Such a hopeful concept is derived from the excitement we have thinking about the end result - the shiny treasure at the end of the cave of wonders, the anticipatory joy that happens with turning the first page of the next chapter.
But what if that next chapter is written in a different language? What if it requires muscles we have never really used? What if it’s best read with a totally different kind of logic and sense-making?
Such an immediate stagnation in progress can be demoralizing, and the juxtaposition to that initial excitement can often completely cancel out the emotional desire to continue on with the project.
How many people spend 5 minutes trying something new and then throw their hands up and say “I suck at this” ?
Almost everyone is guilty of this with something. And it can benefit us immensely if we take the time to think of such defeat and fit it into our understanding of other endeavors where we ended up investing a lot of time to gain proficiency. By comparing the two, we can ask what the difference was, and where was the similarity?
We find ourselves in the territory of beginner’s luck here. Few have not had the experience of trying something for the first time and achieving some immediate small success. Such an event is delightfully surprising, almost instantly intoxicating and there is no one who can resist trying to build on that success.
Beginner’s luck, however, is probably an illusion.
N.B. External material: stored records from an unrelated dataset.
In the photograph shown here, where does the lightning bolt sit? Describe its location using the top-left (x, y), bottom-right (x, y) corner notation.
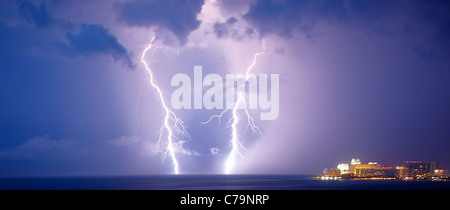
top-left (203, 40), bottom-right (267, 174)
top-left (141, 36), bottom-right (188, 175)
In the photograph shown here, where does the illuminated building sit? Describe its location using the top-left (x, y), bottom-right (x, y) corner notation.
top-left (323, 168), bottom-right (341, 177)
top-left (355, 166), bottom-right (397, 178)
top-left (319, 159), bottom-right (448, 180)
top-left (337, 163), bottom-right (349, 174)
top-left (434, 169), bottom-right (448, 178)
top-left (353, 163), bottom-right (381, 176)
top-left (396, 166), bottom-right (407, 178)
top-left (350, 162), bottom-right (396, 178)
top-left (404, 161), bottom-right (438, 178)
top-left (351, 158), bottom-right (361, 165)
top-left (349, 158), bottom-right (361, 174)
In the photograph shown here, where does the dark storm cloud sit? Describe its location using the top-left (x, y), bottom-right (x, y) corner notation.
top-left (116, 0), bottom-right (205, 44)
top-left (18, 1), bottom-right (52, 27)
top-left (14, 1), bottom-right (134, 68)
top-left (243, 0), bottom-right (450, 60)
top-left (61, 24), bottom-right (134, 68)
top-left (243, 0), bottom-right (349, 38)
top-left (408, 0), bottom-right (450, 60)
top-left (242, 0), bottom-right (396, 38)
top-left (213, 17), bottom-right (238, 39)
top-left (17, 1), bottom-right (73, 29)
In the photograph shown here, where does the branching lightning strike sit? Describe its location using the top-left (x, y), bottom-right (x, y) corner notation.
top-left (141, 36), bottom-right (188, 175)
top-left (203, 40), bottom-right (267, 174)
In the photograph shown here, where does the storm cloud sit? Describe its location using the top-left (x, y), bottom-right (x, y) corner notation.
top-left (116, 0), bottom-right (205, 44)
top-left (18, 1), bottom-right (52, 27)
top-left (243, 0), bottom-right (450, 60)
top-left (62, 24), bottom-right (134, 68)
Even if the immediate success is real. The illusion comes from the idea that someone can be good at something with absolutely no preparation. This is impossible, otherwise there would be some tiny percentage of newborns who immediately demonstrate skills that only come later in life. All skill or ability is aggregated and compounded from previous experience. In order for an infant to demonstrate language at an impressively early age, it is still necessary for that infant to actually hear the language. So when beginner’s luck seems to suddenly manifest, we can be suspicious of it and ask what previously well-oiled tasks and abilities might combine to create sudden fluency in a seemingly new endeavor? The most obvious example here is how athletes who specialize in one sport can perform better than the average population in other sports. They have already gained great proficiency in tasks that require similar abilities.
Turning back to the event when after five minutes of effort we experience no success and no beginner’s luck and we are tempted to throw up our hands and give up.
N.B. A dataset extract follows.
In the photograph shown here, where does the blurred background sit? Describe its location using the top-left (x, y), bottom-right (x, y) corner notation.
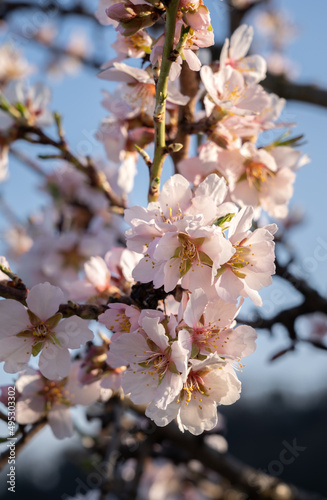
top-left (0, 0), bottom-right (326, 498)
Such an experience is actually quite an opportunity. It represents an area where a lot of potential growth may occur because it is so different from what we are already good at. Such a stretch is perhaps the best thing that we can do for the brain because it requires resources that seem to benefit the brain as a whole. Research seems to indicate that continual learning throughout life shields the brain from cognitive decline to a degree. There is also another opportunity in this situation. One relating to our emotions and how we interpret and manage them. While the emotion associated with wanting to give up is really unpleasant, knowing how to work through that emotion, by putting it to the side and remaining focused is in incredibly important skill, one that very few people have beginner’s luck with.
Something Babe Ruth once said gets to the heart of this matter “You cannot beat a person who will not give up.”
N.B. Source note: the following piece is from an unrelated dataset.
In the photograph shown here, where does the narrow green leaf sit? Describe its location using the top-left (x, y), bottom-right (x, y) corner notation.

If we have the ability to forge beyond our initial emotional reaction with any task, we will accomplish that task, because beyond that emotional reaction is a more intense focus, a greater purity of attention, and it is there in that place where the missing connection between parts that we study become luminous.
Building beginner’s luck is not so much a task of gaining some ability as it is changing our relationship to emotions that form roadblocks to our progress and motivation.
The entry fee to progress in any endeavor is really an emotional test, after that, success is a function of time, consistent effort, and attention.